The fate of Bush and Blair for their Iraq bloodbath may have been a rap over the knuckles. Similarly, one cannot imagine Israel’s legacy of 75 years of oppression and unlawful occupation of Palestinians being dealt a hammer blow in a court case brought against the might of the West by a nation from the Global South.

But unlike Bush and Blair, Israel is the big loser even if it wins this round against South Africa’s claim that it violated the 1948 Convention against Genocide.

Israel’s lawyers countered that its leaders were emotional after the Hamas attack on Tel-Aviv that killed 1 400 innocent people and their utterances were thus understandably hyperbolic in nature. They offered no explanation for the disproportionate killing of more than 23 000 (claiming but not proving these to be mostly Hamas-related fatalities), other than they had it coming. Israel, after all, they argued, had a right to defend itself.

Locally, South Africans have actively protested Israel’s invasion and have boycotted products of global brands believed to be propping up the Middle East’s apartheid regime. Elsewhere, those who rely on traditional news sources may not even know more than 23 000 people have been killed in 100 days. The major TV networks didn’t even hide their bias, failing to broadcast South Africa’s submission live but carrying Israel’s full response the next day.

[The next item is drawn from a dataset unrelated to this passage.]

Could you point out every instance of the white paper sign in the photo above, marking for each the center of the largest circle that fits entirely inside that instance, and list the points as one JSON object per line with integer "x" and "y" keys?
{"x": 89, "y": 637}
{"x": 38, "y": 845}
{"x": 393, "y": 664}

Their more relevant and younger cousins, YouTube, X, TikTok, Facebook, et al, illustrated what a truly democratic media space was all about, providing unfiltered news from the scene of crimes against humanity. They have shown to be far more credible than any Israeli army-embedded journalist can hope to be. Their reach and Israel’s lawyers showed the world what Israel really was and why the genocide needs to end.

The significance of this lonely road South Africa has taken may yet hold diplomatic costs.

But we have held true to our ethos. We are a nation that doesn’t run with the pack. We are a nation unafraid to hold bullies with nuclear weapons to account. We are a nation, deep down, that still strives to uphold Madiba’s benchmark.

Our unique South African values as a people who forge ahead despite our troubles domestically didn’t allow us to look the other way.

Indeed, at the start of 2024, South Africa found itself on the right side of history. Team SA at the Hague made it feel truly great to be South African.